"Claudia was the first person that we did this on. We purposely directed her hand sensation nerves onto some chest skin, and it worked," said Kuiken of the Rehabilitation Institute.
Now when somebody touches Mitchell's chest, she feels the sensations in her missing hand.
"Claudia's brain doesn't know where her hand is living right now," Kuiken said.
Paul Marasco, a touch specialist and research scientist with the Rehabilitation Institute of Chicago, was brought in to study the hand sensations that Mitchell feels in her chest. He put together a detailed map, connecting what Mitchell's missing hand feels with the corresponding locations on her chest.
Depending on where you touch her chest, "she has the distinct sense of her joints being bent back in particular ways, and she has feelings of her skin being stretched," Marasco said.
And Mitchell feels the exact same sensation in the exact same spot, every single time.
"She is like clockwork," Marasco said. "Her sensations are very well established."
Doctors hope that Mitchell's new sensations will give them greater insight into how the brain deals with injury, and they also hope that it will help pave the way for future prosthetic technology. The next frontier is designing a prosthetic arm that will not only be able to touch but also to feel.
"When you touch something with this prosthetic hand, it will feel like your hand. When you touch your hot cup of coffee, you'll know it's warm," Kuiken said.

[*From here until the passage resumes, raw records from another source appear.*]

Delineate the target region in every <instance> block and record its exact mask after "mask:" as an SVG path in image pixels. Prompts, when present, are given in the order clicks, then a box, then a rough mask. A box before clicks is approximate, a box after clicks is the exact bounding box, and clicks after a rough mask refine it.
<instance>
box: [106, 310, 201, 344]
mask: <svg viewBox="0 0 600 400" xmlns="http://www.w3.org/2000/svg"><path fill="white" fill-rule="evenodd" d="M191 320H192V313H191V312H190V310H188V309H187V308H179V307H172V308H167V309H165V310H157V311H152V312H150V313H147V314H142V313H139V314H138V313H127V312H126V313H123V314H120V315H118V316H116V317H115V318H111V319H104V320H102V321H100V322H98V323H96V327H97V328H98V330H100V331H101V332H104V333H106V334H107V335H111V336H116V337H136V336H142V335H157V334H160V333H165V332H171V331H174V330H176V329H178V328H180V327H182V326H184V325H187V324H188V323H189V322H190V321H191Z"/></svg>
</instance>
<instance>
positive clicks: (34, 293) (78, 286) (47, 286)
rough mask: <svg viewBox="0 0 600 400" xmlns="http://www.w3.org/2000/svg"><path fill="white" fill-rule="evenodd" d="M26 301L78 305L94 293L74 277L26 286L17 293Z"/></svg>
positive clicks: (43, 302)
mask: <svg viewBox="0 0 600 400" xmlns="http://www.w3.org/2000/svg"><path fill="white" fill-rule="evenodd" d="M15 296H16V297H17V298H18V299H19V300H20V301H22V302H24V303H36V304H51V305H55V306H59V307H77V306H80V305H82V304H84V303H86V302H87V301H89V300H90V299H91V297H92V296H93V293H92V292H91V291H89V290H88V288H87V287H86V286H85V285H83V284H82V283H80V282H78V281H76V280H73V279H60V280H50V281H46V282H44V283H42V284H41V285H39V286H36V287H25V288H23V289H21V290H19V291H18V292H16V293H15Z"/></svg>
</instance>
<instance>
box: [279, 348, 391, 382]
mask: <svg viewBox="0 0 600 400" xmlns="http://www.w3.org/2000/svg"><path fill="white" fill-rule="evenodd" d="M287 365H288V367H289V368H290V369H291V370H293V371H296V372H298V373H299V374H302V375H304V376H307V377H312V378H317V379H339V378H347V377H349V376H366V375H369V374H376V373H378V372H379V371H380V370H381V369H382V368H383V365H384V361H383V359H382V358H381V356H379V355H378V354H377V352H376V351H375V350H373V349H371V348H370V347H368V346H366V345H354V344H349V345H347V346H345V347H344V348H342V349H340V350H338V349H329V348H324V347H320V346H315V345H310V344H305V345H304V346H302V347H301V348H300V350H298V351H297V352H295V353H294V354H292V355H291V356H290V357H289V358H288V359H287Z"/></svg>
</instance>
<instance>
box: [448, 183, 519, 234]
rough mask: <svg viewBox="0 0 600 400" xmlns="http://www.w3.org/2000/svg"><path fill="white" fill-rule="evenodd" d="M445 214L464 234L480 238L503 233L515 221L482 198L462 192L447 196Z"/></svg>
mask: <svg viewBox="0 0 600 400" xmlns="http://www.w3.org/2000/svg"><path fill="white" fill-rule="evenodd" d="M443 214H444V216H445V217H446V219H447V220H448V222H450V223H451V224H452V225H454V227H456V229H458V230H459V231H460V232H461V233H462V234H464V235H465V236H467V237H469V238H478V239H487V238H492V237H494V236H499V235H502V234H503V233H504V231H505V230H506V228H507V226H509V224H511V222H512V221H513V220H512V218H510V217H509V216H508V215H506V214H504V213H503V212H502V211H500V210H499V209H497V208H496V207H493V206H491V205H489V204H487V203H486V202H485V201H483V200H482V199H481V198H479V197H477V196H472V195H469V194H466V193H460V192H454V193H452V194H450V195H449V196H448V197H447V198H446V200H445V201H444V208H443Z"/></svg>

Mitchell is committed to the research, even spending most of her vacations at Kuiken's lab, test-driving the latest prosthetic equipment. Mitchell said that although she knows that she is a patient, she now feels that she is also part of the research team.
As for being called the "real life Bionic Woman," Mitchell finds it funny. She said she has never seen the 1970s show that starred Lindsay Wagner, but she is asked by children if she can do cool things with her bionic arm, like lift cars.
Mitchell doesn't want to be superhuman. She just wants what she has now -- a second chance at a normal life.